Aug 8 (Reuters) - A conservative legal organization sued Target (TGT.N) on Tuesday on behalf of an investor, saying the retailer misrepresented the adequacy of its risk monitoring when customer backlash over LGBTQ-themed merchandise caught it by surprise.
America First Legal filed the lawsuit in Florida federal court on behalf of investor Brian Craig against Target, chief executive Brian Cornell and the company's board of directors. America First is a nonprofit group headed by Stephen Miller, a former adviser to ex-President Donald Trump.
The lawsuit is the latest in a legal battle in which conservative legal groups and Republican legislators are challenging corporations that have enacted policies on social issues such as race and gender.
A spokesperson for Target did not immediately reply to requests for comment on Tuesday.
Craig claimed Target's board misstated its oversight of "social and political risks" to the company, focusing on the wishes of progressive activist investors and failing to account for potential backlash from customers.

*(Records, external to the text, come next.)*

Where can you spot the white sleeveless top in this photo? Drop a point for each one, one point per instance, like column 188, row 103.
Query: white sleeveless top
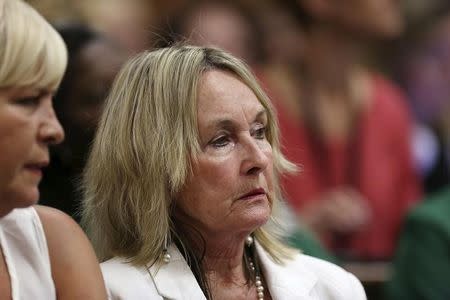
column 24, row 245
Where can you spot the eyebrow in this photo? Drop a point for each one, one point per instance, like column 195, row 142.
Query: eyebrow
column 229, row 124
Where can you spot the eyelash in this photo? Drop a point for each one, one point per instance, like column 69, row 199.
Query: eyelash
column 260, row 133
column 220, row 142
column 223, row 140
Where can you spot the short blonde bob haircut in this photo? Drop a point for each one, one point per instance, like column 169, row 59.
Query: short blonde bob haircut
column 141, row 155
column 32, row 53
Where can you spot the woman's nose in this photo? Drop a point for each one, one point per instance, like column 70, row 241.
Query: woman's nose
column 255, row 159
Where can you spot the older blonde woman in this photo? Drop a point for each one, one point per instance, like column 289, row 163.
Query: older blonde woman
column 43, row 253
column 183, row 177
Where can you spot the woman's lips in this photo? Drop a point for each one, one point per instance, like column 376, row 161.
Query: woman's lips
column 36, row 169
column 253, row 194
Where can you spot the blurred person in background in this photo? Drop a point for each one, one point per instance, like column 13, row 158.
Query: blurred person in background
column 128, row 22
column 422, row 261
column 94, row 60
column 227, row 25
column 353, row 136
column 43, row 253
column 422, row 67
column 262, row 37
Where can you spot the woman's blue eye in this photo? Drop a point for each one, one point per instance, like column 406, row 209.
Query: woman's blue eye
column 260, row 133
column 221, row 141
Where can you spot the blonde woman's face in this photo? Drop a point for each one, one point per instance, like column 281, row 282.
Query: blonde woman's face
column 27, row 126
column 232, row 183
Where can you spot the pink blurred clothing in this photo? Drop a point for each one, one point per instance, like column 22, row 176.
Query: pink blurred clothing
column 377, row 163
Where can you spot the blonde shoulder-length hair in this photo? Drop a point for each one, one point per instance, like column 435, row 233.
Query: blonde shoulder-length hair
column 32, row 53
column 141, row 153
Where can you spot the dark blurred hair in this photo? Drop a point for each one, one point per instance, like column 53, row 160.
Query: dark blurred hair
column 173, row 30
column 76, row 36
column 298, row 10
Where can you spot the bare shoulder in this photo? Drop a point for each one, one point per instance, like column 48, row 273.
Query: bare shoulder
column 75, row 269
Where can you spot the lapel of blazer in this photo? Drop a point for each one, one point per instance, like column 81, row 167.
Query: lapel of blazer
column 175, row 280
column 289, row 281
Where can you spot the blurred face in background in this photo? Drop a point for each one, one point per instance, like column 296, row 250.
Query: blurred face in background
column 97, row 65
column 375, row 18
column 222, row 26
column 28, row 126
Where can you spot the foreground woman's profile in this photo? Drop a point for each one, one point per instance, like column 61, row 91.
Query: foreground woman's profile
column 181, row 181
column 44, row 254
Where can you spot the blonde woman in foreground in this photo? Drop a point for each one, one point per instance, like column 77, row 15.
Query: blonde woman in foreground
column 183, row 177
column 44, row 253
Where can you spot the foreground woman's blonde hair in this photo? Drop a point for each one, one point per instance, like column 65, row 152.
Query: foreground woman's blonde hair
column 141, row 154
column 32, row 53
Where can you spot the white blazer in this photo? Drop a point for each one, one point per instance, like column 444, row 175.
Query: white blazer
column 303, row 278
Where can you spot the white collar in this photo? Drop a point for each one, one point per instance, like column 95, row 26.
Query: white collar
column 292, row 280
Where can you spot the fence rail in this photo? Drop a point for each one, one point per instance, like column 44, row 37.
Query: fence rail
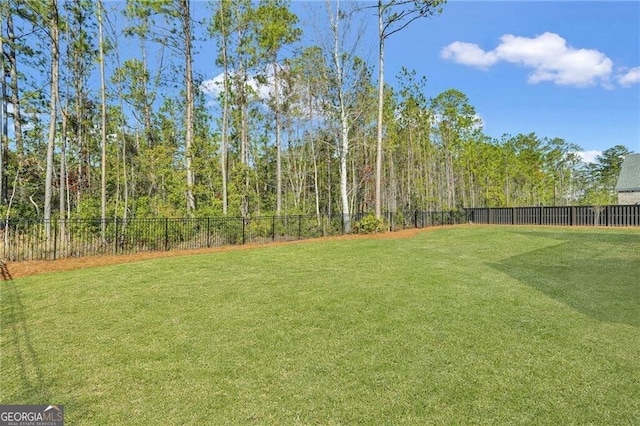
column 39, row 240
column 22, row 239
column 615, row 215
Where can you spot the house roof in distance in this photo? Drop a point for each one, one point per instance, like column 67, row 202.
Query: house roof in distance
column 629, row 179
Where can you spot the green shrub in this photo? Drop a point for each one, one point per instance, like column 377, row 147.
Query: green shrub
column 369, row 225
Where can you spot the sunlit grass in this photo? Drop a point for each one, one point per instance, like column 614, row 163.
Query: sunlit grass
column 461, row 325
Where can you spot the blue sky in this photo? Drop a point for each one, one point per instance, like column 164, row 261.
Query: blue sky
column 564, row 69
column 557, row 68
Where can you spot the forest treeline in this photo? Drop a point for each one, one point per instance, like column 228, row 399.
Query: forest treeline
column 104, row 115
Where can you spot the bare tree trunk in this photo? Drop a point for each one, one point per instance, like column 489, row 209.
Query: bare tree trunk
column 378, row 201
column 278, row 141
column 189, row 121
column 103, row 132
column 224, row 166
column 55, row 57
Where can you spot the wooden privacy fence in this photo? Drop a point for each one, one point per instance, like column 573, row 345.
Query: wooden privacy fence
column 616, row 215
column 22, row 239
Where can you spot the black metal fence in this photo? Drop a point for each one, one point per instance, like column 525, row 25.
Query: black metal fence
column 618, row 215
column 39, row 240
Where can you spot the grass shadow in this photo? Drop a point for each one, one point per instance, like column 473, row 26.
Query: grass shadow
column 17, row 343
column 594, row 273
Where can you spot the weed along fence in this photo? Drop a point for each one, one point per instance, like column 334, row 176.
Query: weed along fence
column 627, row 215
column 39, row 240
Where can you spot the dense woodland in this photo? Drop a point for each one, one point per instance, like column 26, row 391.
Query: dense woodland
column 104, row 115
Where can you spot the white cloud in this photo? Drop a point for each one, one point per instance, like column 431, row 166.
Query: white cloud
column 630, row 77
column 589, row 156
column 214, row 86
column 548, row 56
column 469, row 54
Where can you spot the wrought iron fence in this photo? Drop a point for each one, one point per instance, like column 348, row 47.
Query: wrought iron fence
column 22, row 239
column 40, row 240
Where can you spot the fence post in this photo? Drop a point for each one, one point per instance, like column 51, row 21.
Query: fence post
column 115, row 236
column 273, row 228
column 166, row 234
column 540, row 215
column 244, row 238
column 208, row 232
column 55, row 237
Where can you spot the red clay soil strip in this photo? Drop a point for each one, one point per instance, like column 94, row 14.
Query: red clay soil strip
column 11, row 270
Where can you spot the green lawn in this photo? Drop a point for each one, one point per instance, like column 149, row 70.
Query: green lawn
column 480, row 325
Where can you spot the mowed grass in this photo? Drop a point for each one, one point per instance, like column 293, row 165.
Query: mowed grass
column 464, row 325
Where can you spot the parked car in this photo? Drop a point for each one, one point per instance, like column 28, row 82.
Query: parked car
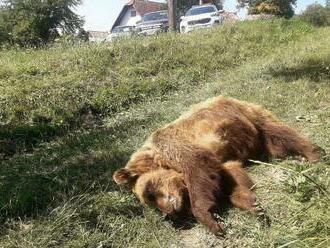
column 200, row 16
column 120, row 31
column 152, row 23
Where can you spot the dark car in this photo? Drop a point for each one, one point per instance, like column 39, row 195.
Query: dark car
column 153, row 23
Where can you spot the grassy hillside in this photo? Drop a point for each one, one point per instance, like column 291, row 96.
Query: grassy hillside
column 70, row 116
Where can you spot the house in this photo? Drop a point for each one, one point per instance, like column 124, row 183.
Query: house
column 134, row 10
column 97, row 36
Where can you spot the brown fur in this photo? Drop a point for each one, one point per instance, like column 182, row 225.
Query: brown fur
column 194, row 154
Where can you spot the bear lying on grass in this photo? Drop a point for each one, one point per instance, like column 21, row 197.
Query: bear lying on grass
column 195, row 162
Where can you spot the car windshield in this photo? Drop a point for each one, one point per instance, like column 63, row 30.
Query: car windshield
column 121, row 29
column 155, row 16
column 201, row 10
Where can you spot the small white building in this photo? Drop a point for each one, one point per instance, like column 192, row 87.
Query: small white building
column 133, row 11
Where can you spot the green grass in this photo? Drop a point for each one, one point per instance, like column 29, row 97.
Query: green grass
column 72, row 115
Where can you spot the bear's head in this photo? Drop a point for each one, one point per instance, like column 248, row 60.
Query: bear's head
column 161, row 188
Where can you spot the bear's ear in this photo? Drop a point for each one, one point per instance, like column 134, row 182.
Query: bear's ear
column 124, row 176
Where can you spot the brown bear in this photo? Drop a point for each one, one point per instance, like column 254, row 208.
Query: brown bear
column 196, row 161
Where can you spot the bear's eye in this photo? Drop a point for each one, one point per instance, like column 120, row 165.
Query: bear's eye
column 151, row 196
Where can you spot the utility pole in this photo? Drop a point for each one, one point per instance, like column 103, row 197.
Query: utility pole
column 172, row 7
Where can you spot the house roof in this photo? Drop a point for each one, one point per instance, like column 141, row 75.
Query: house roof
column 141, row 6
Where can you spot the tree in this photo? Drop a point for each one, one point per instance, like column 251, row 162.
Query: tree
column 283, row 8
column 317, row 15
column 36, row 22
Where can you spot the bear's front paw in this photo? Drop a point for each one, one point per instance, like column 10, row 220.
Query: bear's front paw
column 217, row 229
column 261, row 213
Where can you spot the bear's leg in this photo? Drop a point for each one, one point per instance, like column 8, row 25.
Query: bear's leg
column 245, row 199
column 281, row 141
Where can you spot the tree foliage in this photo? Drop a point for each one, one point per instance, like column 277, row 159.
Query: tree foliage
column 35, row 22
column 283, row 8
column 317, row 15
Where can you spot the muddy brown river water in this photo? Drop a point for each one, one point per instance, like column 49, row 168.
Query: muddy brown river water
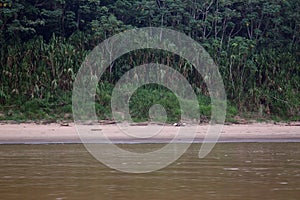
column 231, row 171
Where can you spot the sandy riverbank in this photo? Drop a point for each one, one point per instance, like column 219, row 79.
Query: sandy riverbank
column 56, row 133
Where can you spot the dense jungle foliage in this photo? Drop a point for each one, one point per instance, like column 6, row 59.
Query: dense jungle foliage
column 255, row 43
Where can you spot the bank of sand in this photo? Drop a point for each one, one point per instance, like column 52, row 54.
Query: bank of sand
column 56, row 133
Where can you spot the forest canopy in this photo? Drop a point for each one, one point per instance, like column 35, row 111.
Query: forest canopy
column 255, row 43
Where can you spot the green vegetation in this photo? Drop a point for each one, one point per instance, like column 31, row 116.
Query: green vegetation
column 256, row 45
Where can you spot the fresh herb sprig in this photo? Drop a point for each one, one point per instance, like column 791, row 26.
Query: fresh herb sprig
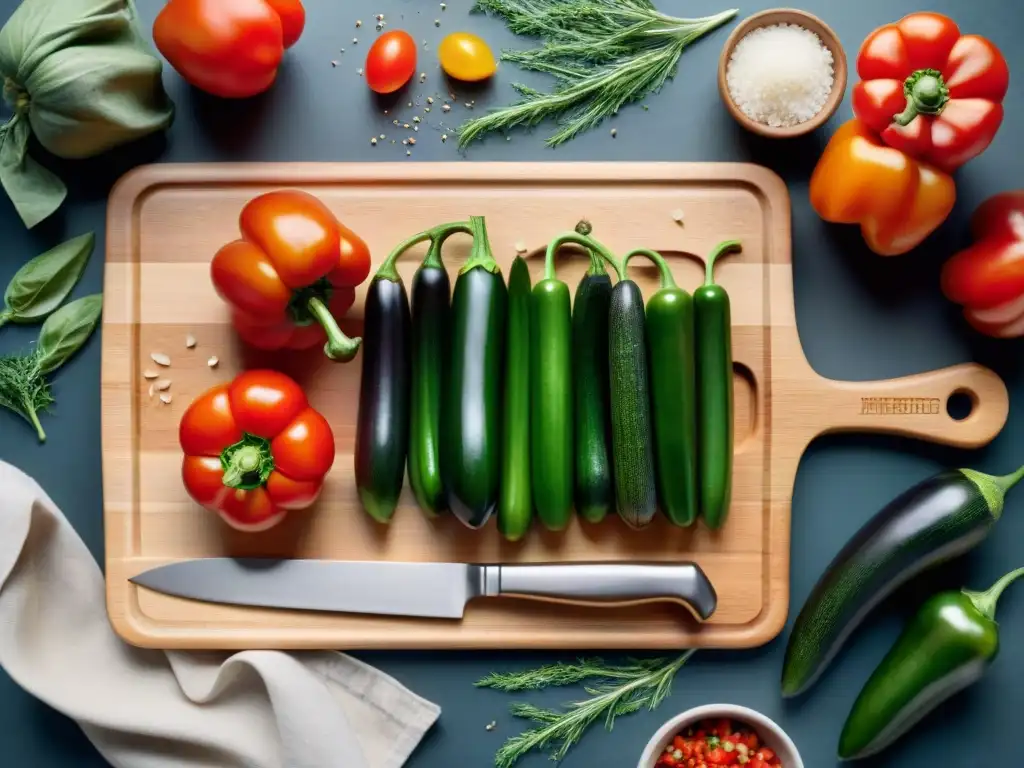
column 42, row 284
column 619, row 690
column 24, row 387
column 603, row 54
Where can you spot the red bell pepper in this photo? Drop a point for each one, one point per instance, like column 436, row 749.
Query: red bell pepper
column 988, row 278
column 930, row 91
column 293, row 270
column 254, row 450
column 229, row 48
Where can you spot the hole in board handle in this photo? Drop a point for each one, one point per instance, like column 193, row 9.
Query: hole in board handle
column 961, row 404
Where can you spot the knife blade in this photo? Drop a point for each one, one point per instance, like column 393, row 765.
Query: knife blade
column 424, row 589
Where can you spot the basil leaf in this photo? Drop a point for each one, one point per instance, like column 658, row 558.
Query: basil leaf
column 67, row 330
column 42, row 285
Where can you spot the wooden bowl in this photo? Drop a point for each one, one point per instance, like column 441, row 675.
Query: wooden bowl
column 808, row 22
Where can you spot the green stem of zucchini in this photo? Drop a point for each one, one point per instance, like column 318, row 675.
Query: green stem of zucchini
column 481, row 255
column 729, row 246
column 663, row 267
column 436, row 236
column 592, row 247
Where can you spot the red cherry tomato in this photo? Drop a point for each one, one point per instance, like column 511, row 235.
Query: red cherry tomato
column 390, row 61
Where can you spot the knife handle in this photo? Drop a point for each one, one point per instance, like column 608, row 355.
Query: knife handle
column 605, row 584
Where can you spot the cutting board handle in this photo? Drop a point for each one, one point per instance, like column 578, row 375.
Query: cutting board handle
column 916, row 406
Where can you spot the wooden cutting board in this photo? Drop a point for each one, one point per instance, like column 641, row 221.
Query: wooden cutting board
column 164, row 224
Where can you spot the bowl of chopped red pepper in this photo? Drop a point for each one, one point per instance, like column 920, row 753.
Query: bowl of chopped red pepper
column 720, row 734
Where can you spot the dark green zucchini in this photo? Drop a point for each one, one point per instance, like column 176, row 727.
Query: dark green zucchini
column 431, row 295
column 382, row 425
column 551, row 398
column 934, row 521
column 471, row 417
column 632, row 449
column 594, row 485
column 515, row 507
column 673, row 390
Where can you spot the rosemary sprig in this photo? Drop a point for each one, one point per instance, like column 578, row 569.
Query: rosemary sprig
column 602, row 53
column 620, row 690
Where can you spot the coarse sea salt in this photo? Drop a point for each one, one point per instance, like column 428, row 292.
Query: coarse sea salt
column 780, row 75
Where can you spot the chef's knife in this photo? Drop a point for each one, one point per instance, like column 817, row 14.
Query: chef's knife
column 428, row 589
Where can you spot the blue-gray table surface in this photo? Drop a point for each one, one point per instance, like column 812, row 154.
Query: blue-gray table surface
column 860, row 316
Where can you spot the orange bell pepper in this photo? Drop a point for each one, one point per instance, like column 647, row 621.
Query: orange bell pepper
column 294, row 269
column 897, row 200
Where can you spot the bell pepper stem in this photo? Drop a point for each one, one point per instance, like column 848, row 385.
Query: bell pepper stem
column 729, row 246
column 663, row 266
column 985, row 601
column 339, row 346
column 926, row 92
column 248, row 463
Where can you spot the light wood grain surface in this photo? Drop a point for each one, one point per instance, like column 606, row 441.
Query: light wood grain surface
column 164, row 224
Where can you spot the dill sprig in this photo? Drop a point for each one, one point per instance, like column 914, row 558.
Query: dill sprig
column 602, row 53
column 619, row 690
column 24, row 388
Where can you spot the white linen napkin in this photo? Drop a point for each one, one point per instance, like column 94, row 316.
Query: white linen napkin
column 151, row 709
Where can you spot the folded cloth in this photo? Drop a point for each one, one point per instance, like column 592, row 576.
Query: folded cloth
column 152, row 709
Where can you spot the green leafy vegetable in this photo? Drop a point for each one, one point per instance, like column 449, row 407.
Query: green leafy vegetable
column 619, row 690
column 603, row 54
column 39, row 287
column 24, row 387
column 67, row 330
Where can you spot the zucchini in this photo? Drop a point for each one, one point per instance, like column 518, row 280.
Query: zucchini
column 551, row 397
column 673, row 389
column 471, row 402
column 938, row 519
column 515, row 507
column 431, row 294
column 632, row 450
column 594, row 486
column 713, row 326
column 382, row 424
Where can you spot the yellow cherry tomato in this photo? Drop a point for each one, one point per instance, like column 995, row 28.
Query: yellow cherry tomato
column 465, row 56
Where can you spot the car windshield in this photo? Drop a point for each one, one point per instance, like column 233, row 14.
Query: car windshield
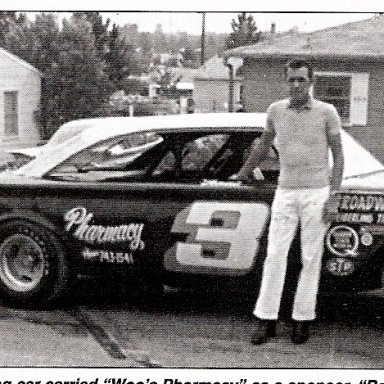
column 65, row 132
column 111, row 155
column 164, row 157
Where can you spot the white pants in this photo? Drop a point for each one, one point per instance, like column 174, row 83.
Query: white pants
column 291, row 207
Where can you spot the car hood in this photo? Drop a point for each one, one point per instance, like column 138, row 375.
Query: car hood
column 30, row 151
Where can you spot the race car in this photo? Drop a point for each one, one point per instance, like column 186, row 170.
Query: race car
column 64, row 132
column 151, row 198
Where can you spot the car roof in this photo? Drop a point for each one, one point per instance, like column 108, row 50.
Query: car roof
column 105, row 128
column 358, row 160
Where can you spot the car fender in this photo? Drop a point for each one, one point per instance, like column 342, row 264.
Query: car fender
column 36, row 218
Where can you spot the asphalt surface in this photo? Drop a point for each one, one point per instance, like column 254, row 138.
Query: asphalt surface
column 187, row 330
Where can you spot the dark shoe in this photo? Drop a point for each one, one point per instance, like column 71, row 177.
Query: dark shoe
column 265, row 330
column 300, row 332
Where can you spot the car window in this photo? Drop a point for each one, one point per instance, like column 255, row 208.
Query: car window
column 110, row 155
column 190, row 156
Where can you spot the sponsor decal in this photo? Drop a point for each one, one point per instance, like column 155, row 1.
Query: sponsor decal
column 79, row 221
column 342, row 240
column 107, row 256
column 340, row 266
column 361, row 209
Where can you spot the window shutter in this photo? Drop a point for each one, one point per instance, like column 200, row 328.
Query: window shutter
column 359, row 99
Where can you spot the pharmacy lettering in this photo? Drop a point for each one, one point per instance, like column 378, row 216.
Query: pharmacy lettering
column 79, row 220
column 361, row 208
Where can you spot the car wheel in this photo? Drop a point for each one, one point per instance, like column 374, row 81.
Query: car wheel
column 34, row 269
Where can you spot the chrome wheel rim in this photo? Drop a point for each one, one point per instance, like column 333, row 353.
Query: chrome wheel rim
column 22, row 263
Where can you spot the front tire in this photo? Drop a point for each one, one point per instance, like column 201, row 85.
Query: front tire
column 34, row 268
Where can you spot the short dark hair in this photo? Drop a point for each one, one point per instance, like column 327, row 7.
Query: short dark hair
column 299, row 63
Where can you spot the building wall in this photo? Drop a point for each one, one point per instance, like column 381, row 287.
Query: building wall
column 27, row 82
column 213, row 95
column 264, row 83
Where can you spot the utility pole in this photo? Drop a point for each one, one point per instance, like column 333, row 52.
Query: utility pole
column 202, row 53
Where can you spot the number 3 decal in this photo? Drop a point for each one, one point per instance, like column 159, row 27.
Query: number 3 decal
column 221, row 237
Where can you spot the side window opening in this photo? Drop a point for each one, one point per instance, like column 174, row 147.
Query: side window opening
column 188, row 159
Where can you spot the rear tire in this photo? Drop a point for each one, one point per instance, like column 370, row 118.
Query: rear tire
column 34, row 268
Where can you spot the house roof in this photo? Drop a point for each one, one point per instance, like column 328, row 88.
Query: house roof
column 214, row 69
column 20, row 61
column 356, row 40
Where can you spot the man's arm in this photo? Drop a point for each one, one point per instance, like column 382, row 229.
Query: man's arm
column 338, row 161
column 331, row 206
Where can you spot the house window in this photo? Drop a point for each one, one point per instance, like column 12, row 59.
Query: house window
column 335, row 90
column 348, row 92
column 11, row 113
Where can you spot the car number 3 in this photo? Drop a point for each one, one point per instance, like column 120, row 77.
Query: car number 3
column 222, row 237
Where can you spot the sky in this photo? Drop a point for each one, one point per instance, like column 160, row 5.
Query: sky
column 220, row 22
column 183, row 15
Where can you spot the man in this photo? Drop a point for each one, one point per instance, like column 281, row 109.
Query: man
column 305, row 128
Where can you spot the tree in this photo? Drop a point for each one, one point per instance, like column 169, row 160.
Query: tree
column 244, row 32
column 76, row 85
column 99, row 29
column 6, row 20
column 120, row 58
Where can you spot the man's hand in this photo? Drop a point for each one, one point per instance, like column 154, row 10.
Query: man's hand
column 331, row 208
column 256, row 174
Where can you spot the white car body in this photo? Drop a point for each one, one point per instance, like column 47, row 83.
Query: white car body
column 362, row 169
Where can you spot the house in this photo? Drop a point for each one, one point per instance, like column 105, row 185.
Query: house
column 211, row 85
column 20, row 87
column 349, row 73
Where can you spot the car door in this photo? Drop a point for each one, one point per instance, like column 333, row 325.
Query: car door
column 201, row 223
column 97, row 201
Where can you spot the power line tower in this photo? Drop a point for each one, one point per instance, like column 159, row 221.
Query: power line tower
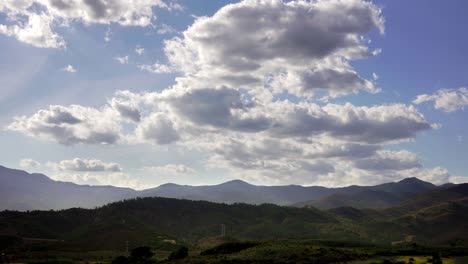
column 223, row 230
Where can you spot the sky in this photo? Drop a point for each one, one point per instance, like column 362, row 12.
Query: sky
column 272, row 92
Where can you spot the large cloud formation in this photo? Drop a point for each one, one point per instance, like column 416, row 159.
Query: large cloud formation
column 246, row 99
column 32, row 21
column 86, row 165
column 448, row 100
column 296, row 46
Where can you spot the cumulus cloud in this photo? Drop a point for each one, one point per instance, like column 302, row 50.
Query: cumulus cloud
column 139, row 50
column 70, row 125
column 236, row 69
column 169, row 170
column 165, row 29
column 156, row 68
column 90, row 165
column 448, row 100
column 267, row 44
column 122, row 60
column 157, row 128
column 389, row 160
column 69, row 69
column 29, row 163
column 35, row 31
column 33, row 21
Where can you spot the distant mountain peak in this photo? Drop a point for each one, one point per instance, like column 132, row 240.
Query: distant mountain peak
column 236, row 183
column 169, row 185
column 414, row 180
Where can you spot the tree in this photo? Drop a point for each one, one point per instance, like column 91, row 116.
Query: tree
column 120, row 260
column 141, row 255
column 179, row 254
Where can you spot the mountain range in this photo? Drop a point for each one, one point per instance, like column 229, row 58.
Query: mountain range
column 20, row 190
column 438, row 216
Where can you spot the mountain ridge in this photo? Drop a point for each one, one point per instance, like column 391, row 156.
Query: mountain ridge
column 21, row 190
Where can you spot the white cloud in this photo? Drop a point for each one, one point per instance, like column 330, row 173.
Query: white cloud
column 33, row 21
column 157, row 128
column 70, row 125
column 35, row 31
column 69, row 69
column 165, row 29
column 108, row 35
column 266, row 45
column 156, row 68
column 448, row 100
column 29, row 163
column 139, row 50
column 385, row 160
column 169, row 170
column 90, row 165
column 122, row 60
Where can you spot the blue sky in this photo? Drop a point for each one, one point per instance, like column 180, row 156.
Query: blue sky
column 197, row 124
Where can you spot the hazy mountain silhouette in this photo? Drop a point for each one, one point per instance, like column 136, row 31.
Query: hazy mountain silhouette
column 20, row 190
column 143, row 220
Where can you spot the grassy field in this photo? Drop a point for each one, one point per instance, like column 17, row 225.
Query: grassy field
column 274, row 251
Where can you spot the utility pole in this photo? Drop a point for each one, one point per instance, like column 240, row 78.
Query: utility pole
column 223, row 230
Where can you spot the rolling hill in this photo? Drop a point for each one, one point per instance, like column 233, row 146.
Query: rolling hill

In May, Target pulled some LGBTQ-themed merchandise linked to Pride Month, citing increased confrontations between shoppers and employees and incidents of products being thrown on the floor.
Craig, who owns 216 Target shares, said the board falsely said it monitored social and political risk while focusing only on the risks associated with not achieving its ESG and diversity, equity and inclusion (DEI) goals.
The board "misrepresented its oversight because the board monitored only one side," Craig said in the lawsuit.
Craig seeks damages for the decline in Target's share price caused by the consumer reaction and for a judge to rule the company violated U.S. securities laws.
The case is Craig v. Target Corp. et al., No. 23-00599, U.S. District Court, Middle District Of Florida.